After connecting your phone to a Windows-based PC with the Lifeblog software, photos and messages will not only be downloaded and saved to the computer, but they will be organized and available for searching and editing, according to the Nokia website. Users will even be able to mark certain items as "favorites" to be held in the phone's memory, forming sort of a "greatest hits" scrapbook, a digital version of a wallet stuffed with beloved photos and important notes, only sleeker.

In other words, Lifeblog will serve as both a way to create content and a conduit from the wireless device to the computer, much as a PDA or an iPod does. Nokia acknowledges the name is misleading.

"Maybe log would have made more sense," said Keith Nowak, spokesman for Nokia. But he does see Lifeblog as a useful tool for bloggers, helping them to organize their words and pictures. "You can look, day by day, here's what I did, here's what I saw."

Nowak sees actual weblogging as a possible future direction for Lifeblog. "It's a possibility," he says. "The interest is there."

Christian Lindholm, a blogger who is also Nokia's director of multimedia applications, has tried to end the confusion by explaining Lifeblog on his weblog.

More on the misunderstandings:

1.) Q: Why a logging tool or as Nokia prefer to call it a multimedia diary?

[A:] Nokia feels that blogging is a subset of your electronic life, not the whole life, hence our focus on the PC initially. The first version will not have any features enabling blogging (you can send e-mail from PC version, but I do not call that blogging).

2. Q: Why does Nokia call it Lifeblog? A: We added the 'b' in front of the 'log' as we wanted the name signal a longer term intent. Nokia['s] mission is connect people and that is what blogs do.

3.) Nokia Lifeblog will not be available for the Nokia 6620, but some other terminal.

At least one citizen of the blogosphere, San Francisco blogger Russell Beattie, has urged Nokia to get blogworthy.

Here's what I told Christian: Just make sure there's an open API of some sort. I've been weblogging for several years now and in my time lots of fads have come and gone. But the idea is that the memes that stick and are accepted by "the community" are the ones that allow participation and expansion. APIs are especially popular (XML-RPC, Google API, Amazon API, Trackback, Technorati, Atom), but also concepts (FOAF), graphics (those little xml icons) and anything you can stick on your webpage (BlogChalking, BlogRolls, etc.). In terms of desktop clients mostly the focus has been on news aggregators, but there's a few attempts to create better ways of posting using the APIs out there. Bloggers want to play, so you've got to let them.

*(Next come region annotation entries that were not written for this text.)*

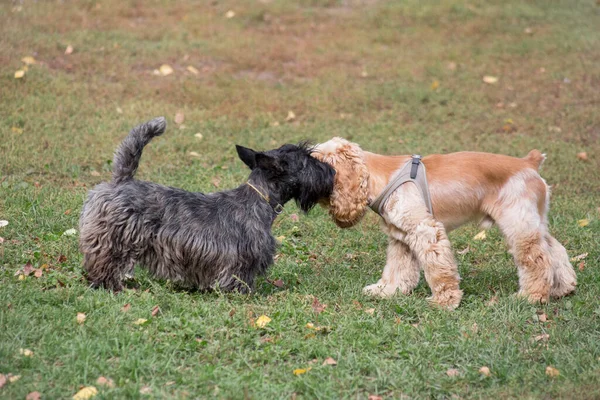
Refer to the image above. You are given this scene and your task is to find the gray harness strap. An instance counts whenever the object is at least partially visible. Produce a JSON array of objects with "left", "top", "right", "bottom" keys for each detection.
[{"left": 369, "top": 155, "right": 433, "bottom": 215}]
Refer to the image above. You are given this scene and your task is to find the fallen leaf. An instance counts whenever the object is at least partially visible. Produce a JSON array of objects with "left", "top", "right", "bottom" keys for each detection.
[
  {"left": 25, "top": 392, "right": 42, "bottom": 400},
  {"left": 323, "top": 357, "right": 337, "bottom": 365},
  {"left": 312, "top": 297, "right": 327, "bottom": 314},
  {"left": 571, "top": 253, "right": 588, "bottom": 261},
  {"left": 152, "top": 304, "right": 160, "bottom": 317},
  {"left": 140, "top": 385, "right": 152, "bottom": 394},
  {"left": 96, "top": 376, "right": 115, "bottom": 388},
  {"left": 294, "top": 367, "right": 312, "bottom": 376},
  {"left": 255, "top": 315, "right": 271, "bottom": 328},
  {"left": 158, "top": 64, "right": 173, "bottom": 76},
  {"left": 473, "top": 231, "right": 487, "bottom": 240},
  {"left": 19, "top": 349, "right": 33, "bottom": 357},
  {"left": 73, "top": 386, "right": 98, "bottom": 400},
  {"left": 577, "top": 219, "right": 590, "bottom": 228}
]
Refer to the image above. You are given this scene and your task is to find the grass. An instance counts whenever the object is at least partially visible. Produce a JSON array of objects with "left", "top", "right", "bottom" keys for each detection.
[{"left": 0, "top": 0, "right": 600, "bottom": 399}]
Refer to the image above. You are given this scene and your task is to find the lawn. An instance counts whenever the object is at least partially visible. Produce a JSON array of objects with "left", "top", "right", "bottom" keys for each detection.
[{"left": 0, "top": 0, "right": 600, "bottom": 399}]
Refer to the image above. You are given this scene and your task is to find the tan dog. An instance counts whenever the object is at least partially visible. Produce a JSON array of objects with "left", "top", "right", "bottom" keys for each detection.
[{"left": 312, "top": 138, "right": 577, "bottom": 309}]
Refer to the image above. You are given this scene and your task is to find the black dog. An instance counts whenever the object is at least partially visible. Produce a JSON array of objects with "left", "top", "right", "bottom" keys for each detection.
[{"left": 79, "top": 118, "right": 335, "bottom": 293}]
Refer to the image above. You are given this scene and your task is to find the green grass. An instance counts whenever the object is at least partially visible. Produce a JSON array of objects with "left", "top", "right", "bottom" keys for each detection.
[{"left": 0, "top": 0, "right": 600, "bottom": 399}]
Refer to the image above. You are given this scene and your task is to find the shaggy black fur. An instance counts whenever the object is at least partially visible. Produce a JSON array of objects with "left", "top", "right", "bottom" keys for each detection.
[{"left": 79, "top": 118, "right": 335, "bottom": 293}]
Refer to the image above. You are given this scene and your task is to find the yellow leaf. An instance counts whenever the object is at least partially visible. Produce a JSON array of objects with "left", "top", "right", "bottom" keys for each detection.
[
  {"left": 483, "top": 75, "right": 498, "bottom": 85},
  {"left": 577, "top": 219, "right": 590, "bottom": 228},
  {"left": 256, "top": 315, "right": 271, "bottom": 328},
  {"left": 73, "top": 386, "right": 98, "bottom": 400},
  {"left": 294, "top": 367, "right": 312, "bottom": 376},
  {"left": 21, "top": 56, "right": 35, "bottom": 65},
  {"left": 19, "top": 349, "right": 33, "bottom": 357},
  {"left": 158, "top": 64, "right": 173, "bottom": 76},
  {"left": 473, "top": 231, "right": 487, "bottom": 240}
]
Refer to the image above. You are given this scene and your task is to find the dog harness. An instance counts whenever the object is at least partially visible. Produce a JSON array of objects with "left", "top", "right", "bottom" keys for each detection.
[
  {"left": 369, "top": 154, "right": 433, "bottom": 215},
  {"left": 246, "top": 181, "right": 283, "bottom": 215}
]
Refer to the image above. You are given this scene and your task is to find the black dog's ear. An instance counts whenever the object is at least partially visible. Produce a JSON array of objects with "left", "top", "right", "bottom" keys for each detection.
[
  {"left": 235, "top": 144, "right": 258, "bottom": 169},
  {"left": 255, "top": 153, "right": 283, "bottom": 174}
]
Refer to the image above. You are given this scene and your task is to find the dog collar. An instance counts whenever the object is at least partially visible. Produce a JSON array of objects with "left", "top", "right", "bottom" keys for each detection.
[
  {"left": 369, "top": 154, "right": 433, "bottom": 215},
  {"left": 246, "top": 181, "right": 283, "bottom": 215}
]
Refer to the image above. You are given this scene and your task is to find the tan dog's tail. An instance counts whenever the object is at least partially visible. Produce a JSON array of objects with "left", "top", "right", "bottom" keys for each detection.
[{"left": 523, "top": 149, "right": 546, "bottom": 169}]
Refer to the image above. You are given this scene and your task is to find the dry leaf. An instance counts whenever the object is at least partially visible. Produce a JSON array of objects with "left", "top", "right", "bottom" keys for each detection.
[
  {"left": 294, "top": 367, "right": 312, "bottom": 376},
  {"left": 577, "top": 219, "right": 590, "bottom": 228},
  {"left": 25, "top": 391, "right": 42, "bottom": 400},
  {"left": 323, "top": 357, "right": 337, "bottom": 365},
  {"left": 473, "top": 231, "right": 487, "bottom": 240},
  {"left": 255, "top": 315, "right": 271, "bottom": 328},
  {"left": 96, "top": 376, "right": 115, "bottom": 388},
  {"left": 140, "top": 385, "right": 152, "bottom": 394},
  {"left": 73, "top": 386, "right": 98, "bottom": 400},
  {"left": 312, "top": 297, "right": 327, "bottom": 314},
  {"left": 152, "top": 304, "right": 160, "bottom": 317},
  {"left": 158, "top": 64, "right": 173, "bottom": 76},
  {"left": 19, "top": 349, "right": 33, "bottom": 357}
]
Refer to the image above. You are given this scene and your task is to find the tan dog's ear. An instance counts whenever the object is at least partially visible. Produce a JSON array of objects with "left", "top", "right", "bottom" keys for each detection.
[{"left": 313, "top": 141, "right": 369, "bottom": 228}]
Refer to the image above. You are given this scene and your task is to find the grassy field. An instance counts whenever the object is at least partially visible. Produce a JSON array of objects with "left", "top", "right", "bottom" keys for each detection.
[{"left": 0, "top": 0, "right": 600, "bottom": 399}]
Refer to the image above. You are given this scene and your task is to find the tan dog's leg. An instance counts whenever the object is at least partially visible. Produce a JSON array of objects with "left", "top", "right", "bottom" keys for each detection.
[
  {"left": 385, "top": 183, "right": 463, "bottom": 310},
  {"left": 363, "top": 236, "right": 421, "bottom": 297}
]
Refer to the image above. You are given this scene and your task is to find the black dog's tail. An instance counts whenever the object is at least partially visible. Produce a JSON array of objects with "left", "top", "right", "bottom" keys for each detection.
[{"left": 113, "top": 117, "right": 167, "bottom": 183}]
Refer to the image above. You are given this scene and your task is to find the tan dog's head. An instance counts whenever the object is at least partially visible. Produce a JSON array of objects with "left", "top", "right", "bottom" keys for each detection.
[{"left": 311, "top": 137, "right": 369, "bottom": 228}]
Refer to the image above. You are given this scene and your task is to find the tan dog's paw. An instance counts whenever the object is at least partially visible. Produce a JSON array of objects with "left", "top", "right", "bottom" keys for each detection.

Eventually Lifeblog *needs* to integrate with a weblogging service. But for now? Just an API to get access to the Lifeblog data would be fine and let the independant developers take it from there. Seriously - the application does so much - synching and organizing multimedia and text data from your phone, now all it needs is some hooks for the hackers out there to do cool stuff with it. An application that has blog in the name, but doesn't have anything to do with the web is a bit amusing since blog is short for the contraction between web and log, but at the core of it, blogs are simply easy-to-update digital diaries, which is what Nokia is trying to with this app. Let those motivated independant developers out there do the rest. . . .

So far, blogging by a miniature device, such as a phone or PDA, is more hype than reality. I've described my less than stellar results blogging with my 802.11b capable Palm Tungsten C. I've yet to find any software that is reliable. Most of the programs, such as Kablog and Vagablog, don't function with Palm OS 5 at all. Other would-be bloggers on the spot report similar results. The most we're able to do is take notes and turn them into blog entries on the computer later. Perhaps the currently misnamed Lifeblog will develop into a program that will ease the frustration of bloggers on the go. But, that relief has not arrived yet.